It is also possible to define new network architectures:

import torch 

def normalized_cut_2d(edge_index, pos):
    row, col = edge_index
    edge_attr = torch.norm(pos[row] - pos[col], p=2, dim=1)
    return normalized_cut(edge_index, edge_attr, num_nodes=pos.size(0))

class CustomNet(torch.nn.Module):
    def __init__(self):
        super().__init__()
        self.conv1 = SplineConv(d.num_features, 32, dim=2, kernel_size=5)
        self.conv2 = SplineConv(32, 64, dim=2, kernel_size=5)
        self.fc1 = torch.nn.Linear(64, 128)
        self.fc2 = torch.nn.Linear(128, 1)

    def forward(self, data):
        data.x = F.elu(self.conv1(data.x, data.edge_index, data.edge_attr))
        weight = normalized_cut_2d(data.edge_index, data.pos)
        cluster = graclus(data.edge_index, weight)
        data = max_pool(cluster, data)

        data.x = F.elu(self.conv2(data.x, data.edge_index, data.edge_attr))
        weight = normalized_cut_2d(data.edge_index, data.pos)
        cluster = graclus(data.edge_index, weight)
        x, batch = max_pool_x(cluster, data.x, data.batch)

        x = scatter_mean(x, batch, dim=0)
        x = F.elu(self.fc1(x))
        x = F.dropout(x, training=self.training)
        return F.log_softmax(self.fc2(x), dim=1)

trainer = Trainer(
    CustomNet,
    dataset_train,
    dataset_val,
    dataset_test
)

trainer.train(nepoch=50, batch_size = 64)

h5x support

After installing h5xplorer (https://github.com/DeepRank/h5xplorer), you can execute the python file deeprankcore/h5x/h5x.py to explorer the connection graph used by deeprankcore.

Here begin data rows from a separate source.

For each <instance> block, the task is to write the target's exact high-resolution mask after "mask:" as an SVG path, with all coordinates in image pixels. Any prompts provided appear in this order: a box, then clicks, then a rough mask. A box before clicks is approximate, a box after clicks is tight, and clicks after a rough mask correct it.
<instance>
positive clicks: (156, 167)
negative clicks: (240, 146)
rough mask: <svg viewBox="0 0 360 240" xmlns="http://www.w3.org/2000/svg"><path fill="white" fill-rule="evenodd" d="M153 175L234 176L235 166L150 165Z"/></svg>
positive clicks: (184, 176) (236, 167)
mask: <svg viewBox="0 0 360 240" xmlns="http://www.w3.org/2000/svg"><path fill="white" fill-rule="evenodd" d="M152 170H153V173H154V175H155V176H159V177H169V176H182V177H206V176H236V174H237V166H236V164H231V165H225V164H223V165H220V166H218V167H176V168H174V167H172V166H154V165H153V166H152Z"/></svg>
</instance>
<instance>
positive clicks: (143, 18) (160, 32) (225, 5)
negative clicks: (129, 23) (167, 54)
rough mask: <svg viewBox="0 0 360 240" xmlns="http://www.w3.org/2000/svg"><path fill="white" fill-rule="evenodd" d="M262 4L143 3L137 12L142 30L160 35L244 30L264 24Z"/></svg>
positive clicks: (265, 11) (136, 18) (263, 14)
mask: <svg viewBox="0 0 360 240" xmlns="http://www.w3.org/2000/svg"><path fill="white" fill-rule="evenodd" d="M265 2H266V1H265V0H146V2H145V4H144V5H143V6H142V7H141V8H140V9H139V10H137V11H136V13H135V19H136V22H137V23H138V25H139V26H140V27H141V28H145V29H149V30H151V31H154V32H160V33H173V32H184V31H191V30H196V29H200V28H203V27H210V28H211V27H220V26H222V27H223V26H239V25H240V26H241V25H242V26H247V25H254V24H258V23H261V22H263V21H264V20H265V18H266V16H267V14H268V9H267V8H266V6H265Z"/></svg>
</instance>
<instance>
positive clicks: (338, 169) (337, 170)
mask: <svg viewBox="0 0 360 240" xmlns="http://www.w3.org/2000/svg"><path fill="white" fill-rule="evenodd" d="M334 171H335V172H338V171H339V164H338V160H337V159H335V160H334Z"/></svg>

The context menu (right click on the name of the structure) allows to automatically plot the graphs using plotly.

Package development

  • Branching
    • When creating a new branch, please use the following convention: <issue_number>_<description>_<author_name>.
  • Pull Requests
    • When creating a pull request, please use the following convention: <type>: <description>. Example types are fix:, feat:, build:, chore:, ci:, docs:, style:, refactor:, perf:, test:, and others based on the Angular convention.
  • Software release
    • Before creating a new package release, make sure to have updated all version strings in the source code. An easy way to do it is to run bump2version [part] from command line after having installed bump2version on your local environment. Instead of [part], type the part of the version to increase, e.g. minor. The settings in .bumpversion.cfg will take care of updating all the files containing version strings.